Dengan rangkaian kasus kebocoran data, sebelum PDNS 2 Surabaya diberitakan, membuat publik semakin sulit mempercayai penyelenggara pusat data nasional. Catatan SAFENet sepanjang 2023 ada 32 insiden kebocoran data mulai dari Polri, KPU, Kementerian Pertahanan, hingga BPJS Kesehatan.
Serangkaian serangan siber dan terakhir menimpa pusat data yang dikelola Telkom Sigma serta Kominfo, menjadi “puncak gunung es dari lemahnya sistem keamanan siber Indonesia,” imbuh Nenden.
10 Institusi Besar Korban Ransomware
Pengamat Keamanan Siber dari Vaksin.com, Alfons Tanujaya mencatat ada 10 institusi yang menjadi korban serangan ransomware sepanjang 2024, baik swasta atau pemerintah dari berbagai sektor, mulai dari perbankan hingga jasa IT. Bahkan ada insiden berulang di institusi keuangan yang merupakan perusahaan publik.

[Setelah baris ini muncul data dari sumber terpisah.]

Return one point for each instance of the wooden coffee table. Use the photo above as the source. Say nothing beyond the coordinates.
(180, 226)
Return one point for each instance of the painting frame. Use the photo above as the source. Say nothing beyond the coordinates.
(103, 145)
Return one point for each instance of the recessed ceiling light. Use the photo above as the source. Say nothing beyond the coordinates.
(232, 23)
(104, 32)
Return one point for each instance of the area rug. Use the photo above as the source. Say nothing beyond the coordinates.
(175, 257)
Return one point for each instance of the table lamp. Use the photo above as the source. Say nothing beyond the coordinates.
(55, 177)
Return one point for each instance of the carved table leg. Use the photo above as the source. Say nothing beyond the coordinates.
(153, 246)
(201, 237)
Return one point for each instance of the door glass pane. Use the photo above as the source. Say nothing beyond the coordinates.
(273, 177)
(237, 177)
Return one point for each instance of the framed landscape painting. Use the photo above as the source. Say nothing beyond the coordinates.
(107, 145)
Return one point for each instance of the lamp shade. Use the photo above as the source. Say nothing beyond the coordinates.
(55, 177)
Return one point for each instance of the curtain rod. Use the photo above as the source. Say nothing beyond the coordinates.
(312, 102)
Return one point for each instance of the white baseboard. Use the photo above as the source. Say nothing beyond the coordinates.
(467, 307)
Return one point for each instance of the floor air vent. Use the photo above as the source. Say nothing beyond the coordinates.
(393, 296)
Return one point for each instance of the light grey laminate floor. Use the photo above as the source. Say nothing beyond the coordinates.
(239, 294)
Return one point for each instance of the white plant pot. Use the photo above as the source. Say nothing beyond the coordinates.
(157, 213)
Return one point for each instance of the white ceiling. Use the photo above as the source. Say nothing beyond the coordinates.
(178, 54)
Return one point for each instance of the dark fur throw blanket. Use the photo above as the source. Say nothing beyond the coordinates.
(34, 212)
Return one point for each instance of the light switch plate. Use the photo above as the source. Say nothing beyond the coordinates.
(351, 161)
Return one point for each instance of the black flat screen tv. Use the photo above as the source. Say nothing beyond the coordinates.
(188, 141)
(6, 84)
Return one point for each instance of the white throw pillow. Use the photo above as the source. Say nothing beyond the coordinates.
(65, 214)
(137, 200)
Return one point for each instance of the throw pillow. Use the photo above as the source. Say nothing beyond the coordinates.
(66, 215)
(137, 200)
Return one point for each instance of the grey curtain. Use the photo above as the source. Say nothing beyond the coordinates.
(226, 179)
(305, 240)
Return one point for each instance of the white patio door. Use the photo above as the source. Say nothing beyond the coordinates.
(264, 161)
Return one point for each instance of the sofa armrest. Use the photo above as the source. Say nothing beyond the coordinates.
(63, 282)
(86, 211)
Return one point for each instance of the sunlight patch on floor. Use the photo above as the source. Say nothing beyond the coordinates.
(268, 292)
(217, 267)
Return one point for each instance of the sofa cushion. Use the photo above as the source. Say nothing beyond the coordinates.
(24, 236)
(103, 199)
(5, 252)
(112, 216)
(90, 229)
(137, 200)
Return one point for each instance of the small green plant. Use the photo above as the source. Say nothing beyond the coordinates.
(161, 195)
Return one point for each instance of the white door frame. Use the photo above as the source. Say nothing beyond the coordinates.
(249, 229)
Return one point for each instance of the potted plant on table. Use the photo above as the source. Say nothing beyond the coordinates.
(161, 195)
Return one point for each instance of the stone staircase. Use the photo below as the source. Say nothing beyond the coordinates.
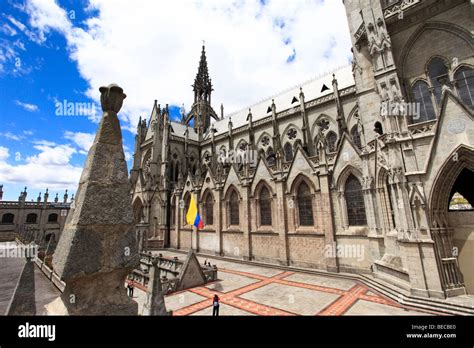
(154, 244)
(460, 305)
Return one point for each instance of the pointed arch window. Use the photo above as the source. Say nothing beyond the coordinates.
(355, 202)
(270, 157)
(53, 217)
(331, 139)
(265, 202)
(31, 218)
(8, 218)
(173, 212)
(464, 81)
(356, 137)
(288, 150)
(176, 171)
(305, 206)
(234, 208)
(422, 96)
(438, 73)
(209, 210)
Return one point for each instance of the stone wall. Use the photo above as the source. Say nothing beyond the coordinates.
(306, 251)
(233, 244)
(265, 247)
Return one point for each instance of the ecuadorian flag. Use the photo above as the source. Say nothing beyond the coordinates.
(192, 216)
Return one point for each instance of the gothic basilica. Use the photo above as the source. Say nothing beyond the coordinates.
(351, 172)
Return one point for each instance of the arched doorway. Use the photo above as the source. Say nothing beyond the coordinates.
(453, 229)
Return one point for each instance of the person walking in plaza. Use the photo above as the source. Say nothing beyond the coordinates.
(215, 306)
(130, 288)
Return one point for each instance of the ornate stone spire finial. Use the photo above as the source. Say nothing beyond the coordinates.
(98, 246)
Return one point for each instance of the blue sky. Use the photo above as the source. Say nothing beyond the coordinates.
(62, 51)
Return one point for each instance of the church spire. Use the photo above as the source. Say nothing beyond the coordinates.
(202, 83)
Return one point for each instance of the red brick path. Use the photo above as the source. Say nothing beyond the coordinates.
(338, 307)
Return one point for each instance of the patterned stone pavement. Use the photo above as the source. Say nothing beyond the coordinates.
(246, 289)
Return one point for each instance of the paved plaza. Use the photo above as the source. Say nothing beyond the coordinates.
(248, 289)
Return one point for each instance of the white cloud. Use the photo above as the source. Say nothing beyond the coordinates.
(154, 53)
(4, 153)
(82, 140)
(27, 106)
(12, 136)
(50, 167)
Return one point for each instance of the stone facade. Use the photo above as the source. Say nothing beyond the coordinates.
(352, 172)
(42, 218)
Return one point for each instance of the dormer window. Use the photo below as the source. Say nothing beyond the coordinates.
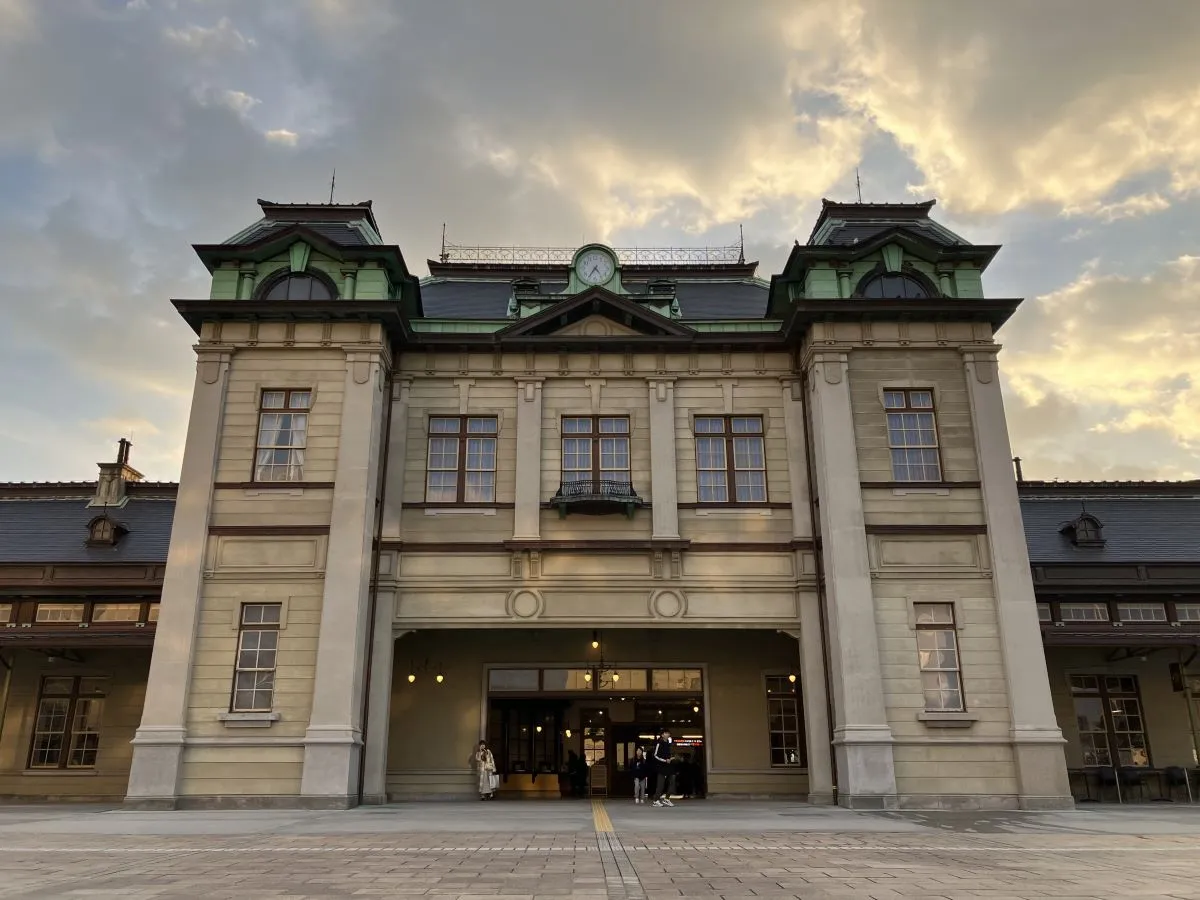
(1085, 531)
(105, 532)
(299, 287)
(893, 286)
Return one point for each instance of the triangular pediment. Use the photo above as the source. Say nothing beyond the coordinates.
(597, 313)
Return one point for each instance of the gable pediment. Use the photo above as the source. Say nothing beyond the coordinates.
(597, 313)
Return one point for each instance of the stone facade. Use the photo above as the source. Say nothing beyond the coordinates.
(832, 599)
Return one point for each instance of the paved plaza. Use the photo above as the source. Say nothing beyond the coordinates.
(598, 851)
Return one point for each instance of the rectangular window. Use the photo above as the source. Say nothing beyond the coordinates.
(785, 725)
(912, 435)
(595, 449)
(55, 613)
(282, 435)
(66, 730)
(730, 451)
(676, 679)
(1108, 714)
(258, 641)
(1141, 612)
(1084, 612)
(117, 612)
(937, 649)
(1187, 612)
(461, 461)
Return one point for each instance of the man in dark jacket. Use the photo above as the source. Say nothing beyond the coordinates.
(661, 757)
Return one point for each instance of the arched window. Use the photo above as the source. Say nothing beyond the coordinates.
(298, 286)
(892, 286)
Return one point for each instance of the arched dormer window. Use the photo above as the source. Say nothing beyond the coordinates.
(893, 286)
(1085, 531)
(309, 285)
(105, 532)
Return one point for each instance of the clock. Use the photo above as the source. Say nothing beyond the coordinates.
(595, 267)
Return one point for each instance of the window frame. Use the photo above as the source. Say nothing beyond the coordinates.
(247, 628)
(463, 436)
(287, 408)
(952, 628)
(595, 436)
(730, 438)
(789, 693)
(1107, 696)
(909, 408)
(70, 733)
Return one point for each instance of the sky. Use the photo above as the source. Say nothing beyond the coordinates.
(1069, 132)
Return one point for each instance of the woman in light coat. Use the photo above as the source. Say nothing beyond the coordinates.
(485, 765)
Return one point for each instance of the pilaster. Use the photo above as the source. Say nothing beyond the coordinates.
(397, 454)
(664, 477)
(1037, 739)
(334, 738)
(527, 514)
(862, 735)
(159, 742)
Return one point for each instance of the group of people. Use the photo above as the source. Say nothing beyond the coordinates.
(659, 765)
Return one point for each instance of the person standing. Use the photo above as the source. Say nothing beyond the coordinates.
(664, 769)
(641, 772)
(485, 765)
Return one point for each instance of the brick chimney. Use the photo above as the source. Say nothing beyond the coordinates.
(114, 477)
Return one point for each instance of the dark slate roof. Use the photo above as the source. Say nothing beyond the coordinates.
(1137, 529)
(57, 531)
(342, 234)
(443, 299)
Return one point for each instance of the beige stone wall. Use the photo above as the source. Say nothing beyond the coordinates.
(435, 727)
(126, 670)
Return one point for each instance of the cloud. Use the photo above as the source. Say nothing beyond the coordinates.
(219, 39)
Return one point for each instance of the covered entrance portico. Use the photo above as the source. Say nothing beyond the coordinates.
(565, 711)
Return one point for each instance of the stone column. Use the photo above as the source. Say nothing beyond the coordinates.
(797, 457)
(159, 742)
(862, 735)
(397, 457)
(334, 738)
(664, 475)
(527, 515)
(375, 780)
(1037, 739)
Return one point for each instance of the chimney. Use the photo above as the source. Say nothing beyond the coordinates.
(114, 477)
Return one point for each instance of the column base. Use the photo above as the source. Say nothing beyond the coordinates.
(330, 774)
(154, 772)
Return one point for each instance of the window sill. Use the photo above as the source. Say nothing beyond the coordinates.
(948, 720)
(247, 720)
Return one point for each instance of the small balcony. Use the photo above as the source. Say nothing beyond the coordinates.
(597, 497)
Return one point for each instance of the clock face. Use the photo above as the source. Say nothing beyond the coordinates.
(594, 268)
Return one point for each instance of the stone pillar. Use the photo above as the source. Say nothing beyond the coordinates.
(664, 477)
(375, 779)
(797, 457)
(159, 742)
(1037, 739)
(397, 457)
(334, 738)
(862, 735)
(527, 515)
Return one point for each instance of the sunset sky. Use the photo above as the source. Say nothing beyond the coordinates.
(1069, 132)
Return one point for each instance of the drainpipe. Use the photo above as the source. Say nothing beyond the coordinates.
(373, 586)
(810, 466)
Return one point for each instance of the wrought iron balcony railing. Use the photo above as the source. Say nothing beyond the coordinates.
(597, 497)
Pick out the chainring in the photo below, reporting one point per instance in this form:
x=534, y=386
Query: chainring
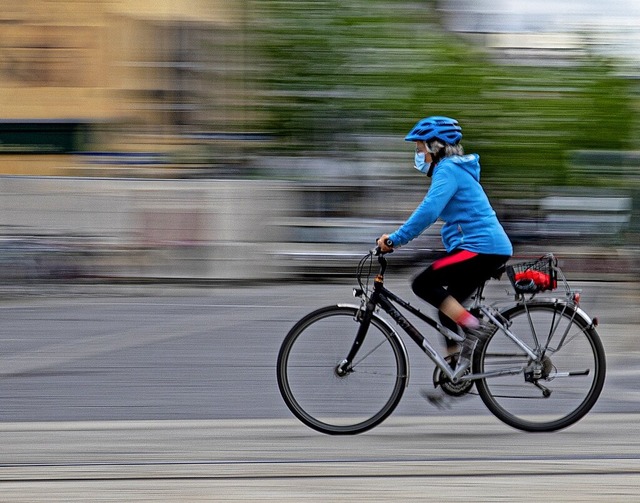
x=453, y=389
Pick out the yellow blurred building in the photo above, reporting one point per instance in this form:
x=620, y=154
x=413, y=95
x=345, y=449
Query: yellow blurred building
x=114, y=76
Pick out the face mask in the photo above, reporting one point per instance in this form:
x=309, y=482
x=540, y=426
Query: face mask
x=420, y=164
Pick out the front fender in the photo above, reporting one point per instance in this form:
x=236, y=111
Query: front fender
x=395, y=334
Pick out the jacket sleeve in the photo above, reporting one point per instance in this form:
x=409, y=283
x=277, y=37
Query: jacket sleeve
x=443, y=187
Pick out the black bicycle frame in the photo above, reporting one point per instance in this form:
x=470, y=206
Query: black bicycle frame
x=385, y=298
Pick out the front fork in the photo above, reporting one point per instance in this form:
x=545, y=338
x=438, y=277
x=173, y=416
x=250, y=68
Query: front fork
x=364, y=317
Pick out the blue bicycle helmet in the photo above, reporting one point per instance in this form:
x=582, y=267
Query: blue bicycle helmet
x=442, y=128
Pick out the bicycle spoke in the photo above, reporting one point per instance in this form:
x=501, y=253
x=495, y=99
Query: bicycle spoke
x=557, y=389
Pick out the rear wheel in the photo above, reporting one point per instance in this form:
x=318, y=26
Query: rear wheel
x=325, y=396
x=561, y=386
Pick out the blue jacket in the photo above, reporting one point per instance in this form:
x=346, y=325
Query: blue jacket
x=456, y=197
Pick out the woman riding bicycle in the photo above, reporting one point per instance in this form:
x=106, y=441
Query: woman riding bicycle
x=475, y=242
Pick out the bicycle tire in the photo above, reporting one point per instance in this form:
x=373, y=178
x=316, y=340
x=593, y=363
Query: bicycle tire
x=573, y=392
x=348, y=404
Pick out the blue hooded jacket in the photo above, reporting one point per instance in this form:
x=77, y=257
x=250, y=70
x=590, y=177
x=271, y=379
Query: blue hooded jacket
x=456, y=197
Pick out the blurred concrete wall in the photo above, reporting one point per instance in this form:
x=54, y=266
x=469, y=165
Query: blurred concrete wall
x=203, y=229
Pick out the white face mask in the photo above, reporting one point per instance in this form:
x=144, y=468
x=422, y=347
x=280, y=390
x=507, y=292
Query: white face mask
x=420, y=164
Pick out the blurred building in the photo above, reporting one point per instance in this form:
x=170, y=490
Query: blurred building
x=132, y=78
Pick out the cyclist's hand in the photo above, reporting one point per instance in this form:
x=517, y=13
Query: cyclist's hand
x=382, y=244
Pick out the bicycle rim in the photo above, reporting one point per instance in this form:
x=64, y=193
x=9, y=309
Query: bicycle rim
x=573, y=368
x=322, y=399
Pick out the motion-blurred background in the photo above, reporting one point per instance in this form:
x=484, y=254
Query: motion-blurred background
x=263, y=139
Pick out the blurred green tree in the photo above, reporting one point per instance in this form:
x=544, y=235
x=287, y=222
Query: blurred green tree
x=331, y=71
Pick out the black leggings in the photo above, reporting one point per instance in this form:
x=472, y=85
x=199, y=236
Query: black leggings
x=457, y=274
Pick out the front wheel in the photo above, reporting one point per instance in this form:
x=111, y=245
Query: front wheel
x=324, y=395
x=558, y=388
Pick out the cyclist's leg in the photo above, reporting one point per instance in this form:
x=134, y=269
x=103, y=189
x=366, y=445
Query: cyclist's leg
x=451, y=280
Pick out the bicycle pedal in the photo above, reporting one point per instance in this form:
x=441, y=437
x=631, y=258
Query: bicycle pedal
x=437, y=398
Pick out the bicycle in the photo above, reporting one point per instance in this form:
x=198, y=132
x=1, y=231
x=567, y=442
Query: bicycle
x=343, y=369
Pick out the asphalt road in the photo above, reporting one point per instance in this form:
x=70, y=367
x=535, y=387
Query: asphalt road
x=169, y=394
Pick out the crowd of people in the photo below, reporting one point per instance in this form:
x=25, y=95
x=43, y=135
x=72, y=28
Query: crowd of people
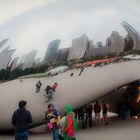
x=84, y=114
x=22, y=119
x=62, y=126
x=49, y=90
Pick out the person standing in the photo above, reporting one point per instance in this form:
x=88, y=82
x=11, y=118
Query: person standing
x=70, y=124
x=38, y=86
x=55, y=85
x=81, y=116
x=97, y=111
x=21, y=119
x=82, y=69
x=89, y=110
x=127, y=113
x=104, y=111
x=53, y=121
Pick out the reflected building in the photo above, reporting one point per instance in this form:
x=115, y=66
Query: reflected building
x=37, y=62
x=28, y=59
x=14, y=63
x=3, y=42
x=115, y=43
x=132, y=41
x=63, y=54
x=5, y=58
x=51, y=52
x=79, y=47
x=99, y=45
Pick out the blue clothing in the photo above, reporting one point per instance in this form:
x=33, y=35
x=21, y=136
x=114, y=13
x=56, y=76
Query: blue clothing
x=55, y=132
x=21, y=135
x=21, y=119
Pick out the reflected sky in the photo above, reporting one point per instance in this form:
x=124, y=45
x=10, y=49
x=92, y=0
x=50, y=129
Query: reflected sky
x=34, y=24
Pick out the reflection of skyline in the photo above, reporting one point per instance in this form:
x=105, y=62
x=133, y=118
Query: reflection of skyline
x=81, y=47
x=68, y=19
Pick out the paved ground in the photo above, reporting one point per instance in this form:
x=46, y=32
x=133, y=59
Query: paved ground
x=117, y=130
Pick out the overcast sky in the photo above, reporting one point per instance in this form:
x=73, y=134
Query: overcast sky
x=32, y=24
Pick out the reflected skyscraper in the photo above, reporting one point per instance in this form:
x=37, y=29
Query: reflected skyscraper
x=3, y=42
x=29, y=59
x=5, y=58
x=51, y=51
x=115, y=43
x=79, y=47
x=14, y=63
x=133, y=37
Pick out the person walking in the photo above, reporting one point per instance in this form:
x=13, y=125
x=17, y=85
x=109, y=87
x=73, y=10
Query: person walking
x=82, y=69
x=97, y=111
x=127, y=113
x=88, y=120
x=21, y=119
x=104, y=111
x=70, y=124
x=55, y=85
x=38, y=86
x=52, y=118
x=81, y=116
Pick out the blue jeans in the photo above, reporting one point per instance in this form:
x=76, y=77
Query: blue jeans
x=21, y=135
x=55, y=132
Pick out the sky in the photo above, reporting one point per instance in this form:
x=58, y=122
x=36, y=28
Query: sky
x=32, y=24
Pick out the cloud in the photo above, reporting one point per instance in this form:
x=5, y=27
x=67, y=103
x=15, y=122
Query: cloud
x=66, y=20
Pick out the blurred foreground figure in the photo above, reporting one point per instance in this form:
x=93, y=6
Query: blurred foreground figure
x=20, y=120
x=104, y=111
x=70, y=124
x=38, y=86
x=53, y=121
x=97, y=111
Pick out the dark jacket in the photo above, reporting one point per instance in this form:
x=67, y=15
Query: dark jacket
x=21, y=119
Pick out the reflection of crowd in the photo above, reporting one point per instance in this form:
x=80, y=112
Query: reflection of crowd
x=85, y=114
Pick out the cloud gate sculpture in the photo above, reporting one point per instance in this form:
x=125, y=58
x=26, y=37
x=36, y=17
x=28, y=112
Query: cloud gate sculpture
x=94, y=83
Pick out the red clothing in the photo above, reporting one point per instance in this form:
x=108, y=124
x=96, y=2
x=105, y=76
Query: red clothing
x=70, y=128
x=97, y=108
x=54, y=86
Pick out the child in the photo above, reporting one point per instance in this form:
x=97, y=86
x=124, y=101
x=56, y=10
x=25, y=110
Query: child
x=70, y=124
x=54, y=86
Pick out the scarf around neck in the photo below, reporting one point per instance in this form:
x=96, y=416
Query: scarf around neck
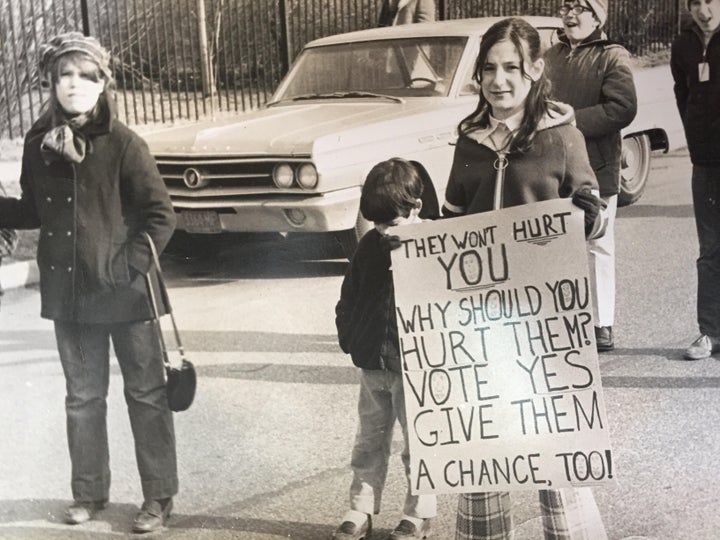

“Dimana pada Juli 2023 bank tersebut menjadi korban ransomware dengan total data yang berhasil dicuri dan dienkripsi sebanyak 450 GB oleh Ransomhouse,” jelas dia. Berdasarkan pengamatan Alfons, data tersebut menyimpan informasi data nasabah, data sensitif, hingga fasilitas kredit.
“Hal tersebut rupanya tidak menjadikan bank tersebut menjadi lebih berhati-hati, terbukti pada awal April 2024 bank tersebut kembali menjadi korban ransomware Medusa dengan data yang berhasil dicuri dan dienkripsi sebanyak 108 GB,” Alfons dalam laporan terbaru dikutip Kamis.
Pada 21 Juni terjadi pula serangan pada salah satu perusahaan logistik Indonesia dengan Darkvault memberikan batas waktukepada korban untuk menbayar tebusan, serta mengancam data akan dibocorkan.
Bulan Mei lalu institusi pemerintah bidang consumer finance sektor UMKM turut menjadi korban. Ia mencatat data lebih dari 15 TB dari institusi di bawah Kementerian Koperasi dan UKM tersebut dibocorkan Ransomhub.
Awal bulan Mei, “pengelola shopping center terkenal di Indonesia turut menjadi korban ransomware, kali ini dilakukan oleh Lockbit 3.0.” Menurut Alfons LockBot 3.0 kerap membidik institusi besar dan lembaga pemerintah dengan sistem keamanan buruk. Institusi BUMN di bawah pengawasan Kementerian Keuangan juga jadi korban ransomware Qilin bulan Maret kemarin. Peretas menyalin 13 GB data.
“Selain institusi yang disebutkan di atas, institusi Indonesia lain yang menjadi korban ransomware juga bergerak dalam bidang IT Services (pengarsipan), pialang saham, airline dan transportasi.”